ワールドシリーズ連覇を狙うドジャースが相変わらず投手陣の整備に苦しんでいる。

 ナ・リーグ西地区の首位を快走する一方、不安材料は故障者だらけの投手陣。大谷翔平投手(30)が16日(日本時間17日)、トミー・ジョン手術明けのシーハンが18日(同19日に)に復帰したものの、名実ともにエースとなった山本由伸は4試合連続で勝ち星から遠ざかり、ローテを回るメイも不安定な投球を繰り返している。また、すでに戦列を離れていた佐々木朗希も60日間の負傷者リストに移行した。

 米老舗誌「スポーツイラストレイテッド」は「大谷翔平は実戦に復帰したものの、ドジャースは穴を埋める補強がまだ必要だ」と指摘。そこで取り上げたのが、MLB公式サイトのマーク・フェインサンド記者が候補の一人に挙げたレイズのザック・リテル投手(29)。右腕はジャイアンツ、レッドソックスを経てレイズに移籍して今季が3年目で、15試合に先発して6勝7敗、防御率3・88の成績を収めている。

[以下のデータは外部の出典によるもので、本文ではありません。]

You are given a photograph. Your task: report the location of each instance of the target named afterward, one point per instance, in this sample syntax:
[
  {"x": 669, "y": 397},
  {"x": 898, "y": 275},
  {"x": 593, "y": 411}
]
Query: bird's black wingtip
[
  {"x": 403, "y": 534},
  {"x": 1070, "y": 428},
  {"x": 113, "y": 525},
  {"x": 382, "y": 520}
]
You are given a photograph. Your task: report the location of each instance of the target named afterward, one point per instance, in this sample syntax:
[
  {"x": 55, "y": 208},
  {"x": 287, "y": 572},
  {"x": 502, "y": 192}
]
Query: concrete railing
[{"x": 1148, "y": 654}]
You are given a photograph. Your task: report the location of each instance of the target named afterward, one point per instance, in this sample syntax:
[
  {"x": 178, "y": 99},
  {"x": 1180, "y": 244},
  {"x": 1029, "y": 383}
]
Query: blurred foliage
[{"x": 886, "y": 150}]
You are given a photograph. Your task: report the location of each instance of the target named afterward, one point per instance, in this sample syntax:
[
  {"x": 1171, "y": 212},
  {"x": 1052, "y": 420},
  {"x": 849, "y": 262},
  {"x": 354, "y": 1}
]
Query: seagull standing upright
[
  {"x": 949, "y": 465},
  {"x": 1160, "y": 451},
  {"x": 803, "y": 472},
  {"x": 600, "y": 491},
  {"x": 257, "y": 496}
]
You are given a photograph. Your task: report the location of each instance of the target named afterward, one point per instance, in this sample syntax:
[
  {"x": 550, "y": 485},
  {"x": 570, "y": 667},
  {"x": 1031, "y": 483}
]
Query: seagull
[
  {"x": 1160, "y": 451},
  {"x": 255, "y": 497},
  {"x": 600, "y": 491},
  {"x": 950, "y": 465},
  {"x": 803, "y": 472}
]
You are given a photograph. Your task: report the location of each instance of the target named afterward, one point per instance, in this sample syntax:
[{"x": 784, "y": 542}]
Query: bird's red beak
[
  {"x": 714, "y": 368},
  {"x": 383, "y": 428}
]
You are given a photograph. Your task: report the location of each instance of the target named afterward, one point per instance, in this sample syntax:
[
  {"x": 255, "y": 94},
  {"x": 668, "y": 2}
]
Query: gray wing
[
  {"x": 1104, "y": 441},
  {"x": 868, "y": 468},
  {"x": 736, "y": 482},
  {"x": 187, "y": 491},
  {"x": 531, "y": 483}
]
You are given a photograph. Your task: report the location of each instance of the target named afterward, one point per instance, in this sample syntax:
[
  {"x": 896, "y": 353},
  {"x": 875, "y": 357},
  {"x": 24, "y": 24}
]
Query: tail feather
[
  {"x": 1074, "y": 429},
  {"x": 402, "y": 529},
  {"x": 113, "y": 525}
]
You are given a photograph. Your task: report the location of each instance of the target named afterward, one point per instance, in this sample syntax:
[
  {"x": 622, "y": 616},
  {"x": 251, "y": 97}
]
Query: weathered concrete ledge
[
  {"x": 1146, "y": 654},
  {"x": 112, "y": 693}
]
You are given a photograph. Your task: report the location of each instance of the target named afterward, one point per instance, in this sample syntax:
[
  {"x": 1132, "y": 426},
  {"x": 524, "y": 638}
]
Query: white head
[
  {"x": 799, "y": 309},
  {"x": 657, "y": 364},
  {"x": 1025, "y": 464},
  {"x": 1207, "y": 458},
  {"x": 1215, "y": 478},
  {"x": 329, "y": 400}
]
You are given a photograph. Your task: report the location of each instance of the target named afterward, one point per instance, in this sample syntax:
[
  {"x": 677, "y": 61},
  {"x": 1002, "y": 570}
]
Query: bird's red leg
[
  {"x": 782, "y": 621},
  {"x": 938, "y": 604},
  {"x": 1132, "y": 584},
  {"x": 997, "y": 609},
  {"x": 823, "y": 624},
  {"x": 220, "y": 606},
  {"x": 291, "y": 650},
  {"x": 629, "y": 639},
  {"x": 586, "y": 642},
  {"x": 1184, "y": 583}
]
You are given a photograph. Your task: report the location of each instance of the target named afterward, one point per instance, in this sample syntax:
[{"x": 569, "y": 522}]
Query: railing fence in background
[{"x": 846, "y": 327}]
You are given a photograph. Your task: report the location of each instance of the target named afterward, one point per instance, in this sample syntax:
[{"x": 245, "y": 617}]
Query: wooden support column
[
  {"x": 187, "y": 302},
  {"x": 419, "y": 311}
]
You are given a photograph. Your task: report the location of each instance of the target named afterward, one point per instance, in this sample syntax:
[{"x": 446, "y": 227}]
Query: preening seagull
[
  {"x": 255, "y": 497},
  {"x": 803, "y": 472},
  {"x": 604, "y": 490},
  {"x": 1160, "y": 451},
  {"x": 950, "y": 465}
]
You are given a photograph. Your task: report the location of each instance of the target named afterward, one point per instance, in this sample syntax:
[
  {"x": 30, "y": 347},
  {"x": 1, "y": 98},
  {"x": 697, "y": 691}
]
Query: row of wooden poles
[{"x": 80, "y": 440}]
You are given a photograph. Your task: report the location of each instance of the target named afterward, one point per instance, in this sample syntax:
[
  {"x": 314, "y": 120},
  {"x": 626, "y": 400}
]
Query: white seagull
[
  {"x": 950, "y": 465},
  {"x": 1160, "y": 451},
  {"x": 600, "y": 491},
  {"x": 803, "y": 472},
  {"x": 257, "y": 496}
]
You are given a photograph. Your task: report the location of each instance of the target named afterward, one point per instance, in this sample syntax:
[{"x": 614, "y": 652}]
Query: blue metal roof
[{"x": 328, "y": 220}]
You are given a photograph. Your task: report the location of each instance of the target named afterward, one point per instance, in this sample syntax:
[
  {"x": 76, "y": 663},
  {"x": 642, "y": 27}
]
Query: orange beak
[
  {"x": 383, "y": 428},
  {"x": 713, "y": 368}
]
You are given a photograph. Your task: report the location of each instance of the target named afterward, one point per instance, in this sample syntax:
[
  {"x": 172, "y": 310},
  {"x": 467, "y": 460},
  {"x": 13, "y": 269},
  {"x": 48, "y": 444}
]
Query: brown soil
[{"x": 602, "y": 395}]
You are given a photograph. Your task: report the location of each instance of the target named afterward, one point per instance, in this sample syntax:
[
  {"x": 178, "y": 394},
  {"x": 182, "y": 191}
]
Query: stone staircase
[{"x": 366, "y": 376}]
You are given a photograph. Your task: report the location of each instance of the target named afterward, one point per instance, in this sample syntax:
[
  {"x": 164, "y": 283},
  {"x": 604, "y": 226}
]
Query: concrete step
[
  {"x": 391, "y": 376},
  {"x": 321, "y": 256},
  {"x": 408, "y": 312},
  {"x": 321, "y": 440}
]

 レイズはア・リーグ東地区でヤンキースに次ぐ2位。簡単に手放すとは考えにくいが、リテルについて同記者は「タンパベイ(レイズ)は選手の契約状況に応じて売買する傾向があり、シーズン終了後にFAとなるリテルはトレードの材料となる可能性がある。十分な先発陣がいるタンパベイに大きな利益をもたらすかもしれない」と伝えている。

 同誌ではフリードマン編成本部長がトレードは次点の策と位置付けていることから「まだどうなるか分からない」としているが、7月末の期限まで目が離せない。